This salad of in season corn, black beans and tomato goes well with chargrilled steak or lamb cutlets. It’s ideal for a quick and easy meal with friends.
Serves 4
3 cobs of corn
400g can black beans, drained and rinsed
2 large Roma tomatoes
1 large firm ripe avocado, peeled and diced
1 small red onion, thinly sliced
1 bunch coriander
lettuce cups
1 lime, halved, to serve
1 long red chilli, sliced, to serve
Dressing
¼ cup extra virgin olive oil
2 tbsp lemon or lime juice
½ tsp dried chilli flakes
salt and pepper
1. Put cobs of corn into a saucepan and cover with water. Place over a high heat and bring to the boil. Reduce heat and simmer for 5 minutes or until tender. Drain and rinse under cold water. Remove kernels from corn and place into a large bowl with beans.

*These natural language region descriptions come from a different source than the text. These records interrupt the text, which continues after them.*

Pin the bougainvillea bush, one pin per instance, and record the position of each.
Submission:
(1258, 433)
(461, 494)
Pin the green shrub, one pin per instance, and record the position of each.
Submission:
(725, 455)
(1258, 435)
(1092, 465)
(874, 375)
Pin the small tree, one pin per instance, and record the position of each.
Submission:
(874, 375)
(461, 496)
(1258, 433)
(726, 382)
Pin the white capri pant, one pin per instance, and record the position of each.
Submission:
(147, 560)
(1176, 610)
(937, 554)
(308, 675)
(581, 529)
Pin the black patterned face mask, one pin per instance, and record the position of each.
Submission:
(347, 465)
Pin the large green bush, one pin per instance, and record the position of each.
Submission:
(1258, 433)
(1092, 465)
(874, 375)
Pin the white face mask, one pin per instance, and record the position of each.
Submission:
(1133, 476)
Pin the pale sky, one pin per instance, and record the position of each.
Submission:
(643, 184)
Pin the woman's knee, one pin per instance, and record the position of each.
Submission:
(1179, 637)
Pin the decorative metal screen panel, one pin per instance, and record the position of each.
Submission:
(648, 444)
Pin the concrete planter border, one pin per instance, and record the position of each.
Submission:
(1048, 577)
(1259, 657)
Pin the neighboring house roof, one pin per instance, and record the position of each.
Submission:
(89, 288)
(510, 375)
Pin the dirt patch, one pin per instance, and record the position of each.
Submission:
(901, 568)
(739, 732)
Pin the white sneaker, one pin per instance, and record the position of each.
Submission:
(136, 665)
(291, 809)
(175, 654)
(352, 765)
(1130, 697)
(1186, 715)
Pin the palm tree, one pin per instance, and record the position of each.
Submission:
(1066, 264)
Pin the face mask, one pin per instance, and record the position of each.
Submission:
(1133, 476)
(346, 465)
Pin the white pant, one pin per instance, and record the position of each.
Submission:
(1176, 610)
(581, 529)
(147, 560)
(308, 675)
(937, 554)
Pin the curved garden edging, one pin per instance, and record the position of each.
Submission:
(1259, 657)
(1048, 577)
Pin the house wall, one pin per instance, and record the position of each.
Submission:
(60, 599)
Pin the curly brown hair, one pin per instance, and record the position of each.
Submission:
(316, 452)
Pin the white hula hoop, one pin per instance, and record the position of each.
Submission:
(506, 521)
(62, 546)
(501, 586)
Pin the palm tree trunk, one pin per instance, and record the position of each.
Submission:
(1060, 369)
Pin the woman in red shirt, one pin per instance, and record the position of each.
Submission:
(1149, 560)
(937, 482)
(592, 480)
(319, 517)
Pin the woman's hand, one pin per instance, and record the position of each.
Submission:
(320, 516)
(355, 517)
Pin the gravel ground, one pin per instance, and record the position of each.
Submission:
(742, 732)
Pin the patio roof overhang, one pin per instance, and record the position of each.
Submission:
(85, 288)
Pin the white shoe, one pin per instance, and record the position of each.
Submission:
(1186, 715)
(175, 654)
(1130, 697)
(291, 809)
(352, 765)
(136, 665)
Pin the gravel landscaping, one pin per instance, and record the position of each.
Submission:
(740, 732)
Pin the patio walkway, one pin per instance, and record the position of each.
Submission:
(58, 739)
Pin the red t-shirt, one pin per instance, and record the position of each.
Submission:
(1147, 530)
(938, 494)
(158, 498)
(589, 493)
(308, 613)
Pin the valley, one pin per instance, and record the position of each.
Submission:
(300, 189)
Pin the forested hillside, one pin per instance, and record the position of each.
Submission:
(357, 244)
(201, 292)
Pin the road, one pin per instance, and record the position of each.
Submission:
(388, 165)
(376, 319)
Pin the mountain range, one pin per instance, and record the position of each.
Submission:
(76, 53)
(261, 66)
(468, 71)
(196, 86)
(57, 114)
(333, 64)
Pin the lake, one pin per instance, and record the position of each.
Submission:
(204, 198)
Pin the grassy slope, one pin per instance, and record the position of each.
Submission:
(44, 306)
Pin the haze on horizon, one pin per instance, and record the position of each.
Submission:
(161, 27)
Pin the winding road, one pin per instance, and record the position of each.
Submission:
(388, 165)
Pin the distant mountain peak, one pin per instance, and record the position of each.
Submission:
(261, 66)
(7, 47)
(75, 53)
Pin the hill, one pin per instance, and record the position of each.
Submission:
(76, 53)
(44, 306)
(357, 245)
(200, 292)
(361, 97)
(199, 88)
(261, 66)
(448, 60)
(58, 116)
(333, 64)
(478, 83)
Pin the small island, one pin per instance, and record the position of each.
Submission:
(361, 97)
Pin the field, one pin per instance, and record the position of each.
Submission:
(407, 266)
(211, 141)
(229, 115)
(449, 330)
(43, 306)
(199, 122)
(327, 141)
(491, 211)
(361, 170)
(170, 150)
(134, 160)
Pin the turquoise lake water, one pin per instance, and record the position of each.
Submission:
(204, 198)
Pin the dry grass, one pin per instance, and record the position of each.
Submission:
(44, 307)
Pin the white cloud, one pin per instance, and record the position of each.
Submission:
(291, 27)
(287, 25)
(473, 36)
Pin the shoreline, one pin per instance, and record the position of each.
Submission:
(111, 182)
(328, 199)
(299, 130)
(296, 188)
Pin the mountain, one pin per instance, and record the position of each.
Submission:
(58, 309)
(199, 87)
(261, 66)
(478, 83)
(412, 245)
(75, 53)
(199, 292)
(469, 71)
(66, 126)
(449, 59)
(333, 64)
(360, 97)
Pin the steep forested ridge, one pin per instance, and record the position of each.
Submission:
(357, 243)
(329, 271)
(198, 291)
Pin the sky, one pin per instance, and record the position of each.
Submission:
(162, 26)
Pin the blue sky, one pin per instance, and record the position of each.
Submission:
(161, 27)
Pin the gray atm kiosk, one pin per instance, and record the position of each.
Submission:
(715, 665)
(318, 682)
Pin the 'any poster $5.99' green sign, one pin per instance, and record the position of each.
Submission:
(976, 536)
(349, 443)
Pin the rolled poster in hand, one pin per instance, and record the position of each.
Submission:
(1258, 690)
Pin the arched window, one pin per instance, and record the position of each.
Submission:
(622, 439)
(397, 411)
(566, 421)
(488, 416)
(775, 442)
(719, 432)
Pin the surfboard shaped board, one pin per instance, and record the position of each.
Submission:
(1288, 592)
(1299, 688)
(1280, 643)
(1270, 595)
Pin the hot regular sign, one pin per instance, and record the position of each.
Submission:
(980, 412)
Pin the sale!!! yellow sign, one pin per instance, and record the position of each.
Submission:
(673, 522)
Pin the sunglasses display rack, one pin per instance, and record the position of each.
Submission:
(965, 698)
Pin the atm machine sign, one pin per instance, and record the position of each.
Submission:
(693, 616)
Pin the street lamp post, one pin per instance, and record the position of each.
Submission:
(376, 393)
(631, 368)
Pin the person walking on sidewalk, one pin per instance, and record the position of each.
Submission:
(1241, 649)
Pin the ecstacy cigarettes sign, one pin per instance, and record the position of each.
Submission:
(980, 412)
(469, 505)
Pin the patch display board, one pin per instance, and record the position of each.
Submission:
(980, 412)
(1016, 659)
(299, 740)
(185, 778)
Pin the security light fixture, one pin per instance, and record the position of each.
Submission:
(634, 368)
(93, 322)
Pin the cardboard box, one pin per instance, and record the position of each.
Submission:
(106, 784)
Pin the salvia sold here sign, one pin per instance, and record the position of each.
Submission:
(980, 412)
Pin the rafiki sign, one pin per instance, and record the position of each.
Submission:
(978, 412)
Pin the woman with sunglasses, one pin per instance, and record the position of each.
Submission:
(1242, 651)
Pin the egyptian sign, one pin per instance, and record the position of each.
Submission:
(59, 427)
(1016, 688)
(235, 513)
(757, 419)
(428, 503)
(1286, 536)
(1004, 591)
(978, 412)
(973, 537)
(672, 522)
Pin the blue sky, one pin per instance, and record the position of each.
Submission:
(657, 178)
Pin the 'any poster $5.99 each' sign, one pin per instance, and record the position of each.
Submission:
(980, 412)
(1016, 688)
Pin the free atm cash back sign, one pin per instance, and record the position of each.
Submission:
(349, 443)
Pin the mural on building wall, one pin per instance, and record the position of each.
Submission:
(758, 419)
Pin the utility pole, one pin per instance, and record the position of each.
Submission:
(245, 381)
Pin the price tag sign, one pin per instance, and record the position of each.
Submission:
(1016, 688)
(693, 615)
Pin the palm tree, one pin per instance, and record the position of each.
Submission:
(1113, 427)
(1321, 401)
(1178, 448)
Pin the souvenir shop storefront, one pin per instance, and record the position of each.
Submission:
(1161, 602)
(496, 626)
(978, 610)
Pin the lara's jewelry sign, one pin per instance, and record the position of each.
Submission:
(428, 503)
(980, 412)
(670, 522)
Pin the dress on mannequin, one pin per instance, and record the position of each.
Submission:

2. Cut tomatoes in half lengthways and remove pulp. Discard pulp and dice tomatoes. Add to corn with avocado and onion. Add coriander leaves to salad, reserving ¼ cup of leaves.
Finely chop reserved leaves and put into a jug. Add oil, juice, chilli, salt and pepper. Whisk until combined. Add to salad and toss until combined.
3. Serve in lettuce cups with a halved lime and some sliced chilli on the side.